N.B. An abridged version of this essay was submitted as a white paper to the BDEC Frankfurt workshop.
I am going to be a bit radical and suggest we must reason in new ways about the need to integrate high-performance computing (HPC) and big data analytics. That must begin with our thinking about how we label and discuss them. Any expert in journalism, communications or psychology will immediately and unhesitatingly affirm that names have extraordinary power. If you doubt that, look at the philosophy of proper names and the cultural history associated with true names. And if that's not convincing, ask any child who was taunted because his or her name rhymed with something unfortunate.
Names shape our thinking, define our discourse and reinforce our biases and perspectives. We use names and descriptors to categorize people, organizations and objects; we use names to define the positive and the negative; and we use names to market, reward and punish. Brand equity has real value. Sadly, as many studies have shown, names also play on stereotypes and our implicit bias. Take Harvard's Project Implicit bias test; you will be humbled and chastened as it exposes your own bias.
High-performance computing (HPC) and big data/machine learning are not exempt from the power of names and a "they could learn from us if they'd only listen" dichotomy. Done any low performance computing (LPC) lately? Analyzed any small data? Of course, you did, when you checked your email and text messages on your smartphone a few minutes ago, but you did not think about it in those terms. In fact, you ran a trans-petascale computation and staged data across a global set of fiber optically connected data caches (a content delivery network) when you searched for a coffee shop yesterday. But, none of us call it that – it's just a quick web search in the ill-defined and amorphous cloud to which we are connected via a global broadband (wired and wireless) infrastructure.
I suspect we are trapped in a sematic cul-de-sac when we talk about high-performance computing and computational science. They are code words for physics-inspired numerical solution of partial differential questions; all too frequently, everything else is potentially suspect and inferior. The denotation of the word exascale says nothing about computing at all, but the connotation of FLOPS and batch-oriented HPC platforms is there in all of our minds. In turn, deep learning and big data conjure images of computer science types tuning neural nets and recommender systems in cloud data centers for targeted product marketing.
It's time to stop categorizing and name calling, time to end cultural and disciplinary silos. There is no hierarchy of needs or intellectual purity. There are just ideas and people who can learn from one other. Dare I say it – death to HPC; death to big data. It's time to stop the religious wars over HPC and big data cultures and technologies and focus on informatics-mediated discovery and innovation. The goal of an HPC center should not be self-perpetuation, either of infrastructure or organization. Nor should a cloud service be restricted to commercial domains. That means starting with intellectual outcomes and deriving approaches rather than defining approaches and searching for feasible intellectual outcomes.

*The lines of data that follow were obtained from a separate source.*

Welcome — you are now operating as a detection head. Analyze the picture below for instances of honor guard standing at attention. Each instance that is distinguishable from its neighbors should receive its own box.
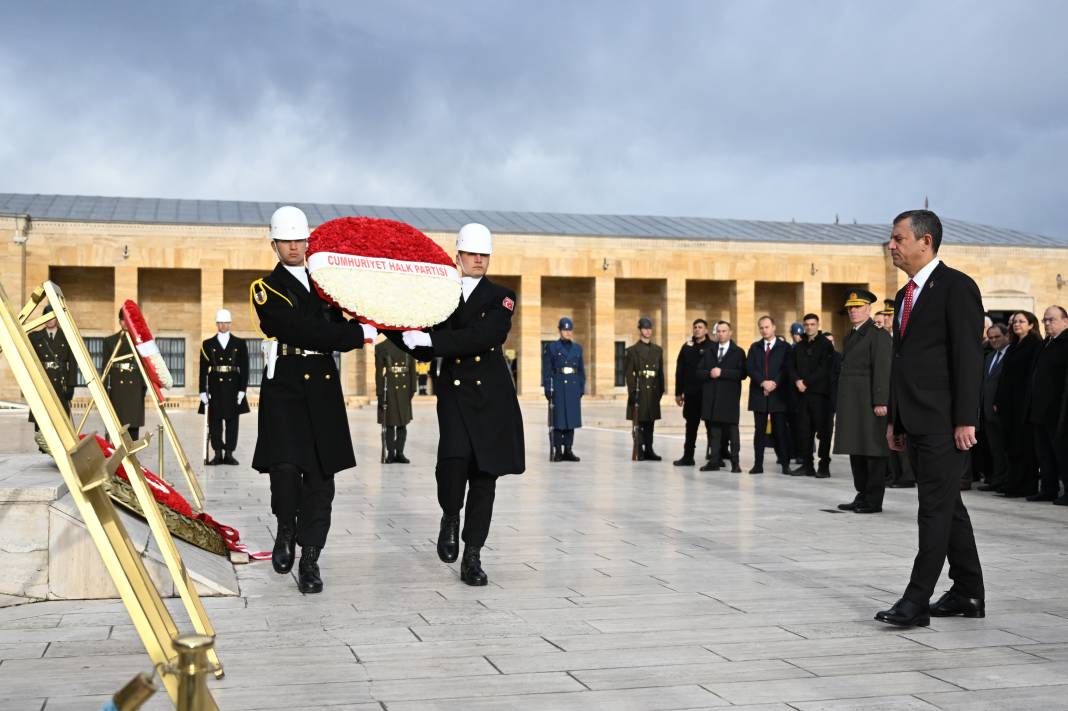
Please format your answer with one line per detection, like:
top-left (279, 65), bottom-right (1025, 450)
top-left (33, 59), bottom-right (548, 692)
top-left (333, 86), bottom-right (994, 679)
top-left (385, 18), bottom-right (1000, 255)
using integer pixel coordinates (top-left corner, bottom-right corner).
top-left (541, 316), bottom-right (586, 461)
top-left (197, 309), bottom-right (249, 464)
top-left (375, 339), bottom-right (419, 464)
top-left (387, 222), bottom-right (527, 585)
top-left (30, 306), bottom-right (78, 454)
top-left (250, 205), bottom-right (376, 593)
top-left (104, 309), bottom-right (148, 440)
top-left (834, 289), bottom-right (894, 514)
top-left (623, 316), bottom-right (664, 461)
top-left (673, 318), bottom-right (719, 467)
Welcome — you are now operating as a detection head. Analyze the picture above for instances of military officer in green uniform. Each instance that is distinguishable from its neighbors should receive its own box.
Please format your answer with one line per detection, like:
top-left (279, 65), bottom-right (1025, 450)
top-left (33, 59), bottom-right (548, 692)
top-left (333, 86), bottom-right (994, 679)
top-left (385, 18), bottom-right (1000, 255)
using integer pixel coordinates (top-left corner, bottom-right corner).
top-left (375, 339), bottom-right (419, 464)
top-left (30, 306), bottom-right (78, 454)
top-left (198, 309), bottom-right (249, 465)
top-left (104, 310), bottom-right (148, 440)
top-left (623, 316), bottom-right (664, 461)
top-left (834, 289), bottom-right (894, 514)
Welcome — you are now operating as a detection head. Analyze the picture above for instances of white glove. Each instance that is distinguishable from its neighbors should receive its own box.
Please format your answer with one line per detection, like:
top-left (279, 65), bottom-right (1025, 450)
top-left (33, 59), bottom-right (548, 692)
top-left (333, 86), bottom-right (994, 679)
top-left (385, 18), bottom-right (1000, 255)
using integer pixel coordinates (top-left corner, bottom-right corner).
top-left (401, 331), bottom-right (434, 348)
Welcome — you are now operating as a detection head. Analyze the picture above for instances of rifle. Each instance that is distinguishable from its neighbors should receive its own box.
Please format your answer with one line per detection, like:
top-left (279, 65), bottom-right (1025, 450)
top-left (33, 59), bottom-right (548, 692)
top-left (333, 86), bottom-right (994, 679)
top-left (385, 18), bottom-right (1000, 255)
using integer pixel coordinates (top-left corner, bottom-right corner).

From False Dichotomy to Unification
There are many technical ways to envision and realize the continuum and fusion of traditional HPC and computational science and big data and machine learning. These include integration of steam-based workflows and just-in-time schedulers, containerization and software stack packaging for application-specific configuration, fine-grained parallelization of learning packages, learning for algorithm and software adaptation and tuning, custom ASIC designs (see Google's recent TPU announcement), software defined networks and storage (SDN and SDS), and renewable and energy efficient hardware design and configuration. There are an equally large number of social and economic approaches, including denominating informatics costs in currency to illuminate investment priorities, spot pricing for priority access, economics-driven infrastructure selection and deployment, and institutional and funding agency policies for data management.
What we cannot do is allow ourselves to be bound by names, labels and cultures. Richard Hamming wisely noted, "The purpose of computing is insight, not numbers." HPC and machine learning are not goals, they are enablers. And that's the major consensus narrative.